I think with the experience I have of more than ten years doing this kind of work, I've realized that publicity is not the be-all-end-all of a book. I am one part of a much larger publishing apparatus that's going to determine a book’s success.
It’s also not always the case that sales are the benchmark for success, especially for first-time authors. If you're establishing a career as an author, I don't want to imply that your publisher’s perspective is going to be as cut and dry as just selling X number of copies. There are other things, from the publicist perspective, that have to do with establishing an author's identity and their credentials. I am thrilled to work with a debut author who gets a broad swath of positive coverage, even if the book doesn't sell particularly well, because I think there's an understanding that debuts are a really, really challenging retail project, and it's not always going to be a matter of making that first book work immediately. Many authors need multiple opportunities to find the right audience at the right time.
An author has to decide for themselves what that benchmark, what that metric, what that rubric looks like. No one is going to be able to validate them other than themselves. What will hopefully be sorted by an incredibly supportive publishing team is getting an author to the result they've articulated as their vision for how the book should get published. But the author is the only person who can ultimately decide for themselves whether or not it was successful. And maybe that means the author writing the book that they knew that they could write, and then leaving the rest of it to the publisher’s expertise. If that is the benchmark that they want to use, I think that's totally valid.
Are you six months (or less) out from your book’s publication and you haven’t heard who is assigned to publicize your book? Don’t panic, but kindly ask your agent if they can set up a meeting with your publicity team.
This is also a helpful way to think about your own book when you are querying agents.
Let’s say your publicist isn’t as thorough as Michael. Use some of his strategies to research media who might be interested and (collegially, respectfully) run them up the flagpole with your publicist.

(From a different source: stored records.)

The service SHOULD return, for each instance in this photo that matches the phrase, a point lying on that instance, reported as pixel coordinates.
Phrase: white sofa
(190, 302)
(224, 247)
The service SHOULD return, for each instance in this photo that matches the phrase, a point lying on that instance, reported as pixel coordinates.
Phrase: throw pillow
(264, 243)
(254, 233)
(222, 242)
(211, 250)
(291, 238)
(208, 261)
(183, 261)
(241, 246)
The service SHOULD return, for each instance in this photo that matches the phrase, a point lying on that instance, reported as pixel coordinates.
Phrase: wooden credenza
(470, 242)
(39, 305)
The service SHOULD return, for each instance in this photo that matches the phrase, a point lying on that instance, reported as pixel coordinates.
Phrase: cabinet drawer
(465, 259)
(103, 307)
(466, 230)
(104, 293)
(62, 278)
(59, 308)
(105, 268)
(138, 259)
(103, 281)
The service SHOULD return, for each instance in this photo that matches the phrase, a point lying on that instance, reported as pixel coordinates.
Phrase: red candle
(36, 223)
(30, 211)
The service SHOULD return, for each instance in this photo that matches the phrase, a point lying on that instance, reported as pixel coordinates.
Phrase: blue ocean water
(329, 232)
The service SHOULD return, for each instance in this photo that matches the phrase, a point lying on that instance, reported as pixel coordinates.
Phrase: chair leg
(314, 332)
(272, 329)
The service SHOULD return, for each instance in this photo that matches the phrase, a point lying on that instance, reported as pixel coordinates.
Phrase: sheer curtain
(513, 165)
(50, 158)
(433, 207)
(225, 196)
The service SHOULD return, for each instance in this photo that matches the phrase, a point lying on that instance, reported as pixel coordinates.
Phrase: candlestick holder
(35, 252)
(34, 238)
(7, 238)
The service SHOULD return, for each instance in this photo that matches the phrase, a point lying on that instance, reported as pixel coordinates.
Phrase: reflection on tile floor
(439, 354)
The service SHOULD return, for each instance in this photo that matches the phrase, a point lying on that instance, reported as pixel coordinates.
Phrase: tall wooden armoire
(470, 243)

About a year before your book is scheduled to publish, your publisher will send you an author questionnaire (usually abbreviated as an “AQ”) asking you to summarize your book in a few sentences, list any institutional and/or media relationships and share your thoughts on key markets and audiences for the book.
And this is the part you can control.
This interview was so helpful! Joanna Schroeder and I are filling out our author questionnaires for our book "TALK TO YOUR BOYS" this week (the book is due out in September) and will be meeting with the publicity team at our publisher, Workman, soon. Thank you for sharing this at just the right moment.
Terrifically interesting. As someone on the media side, I have tremendous respect and sympathy for the publicist’s task.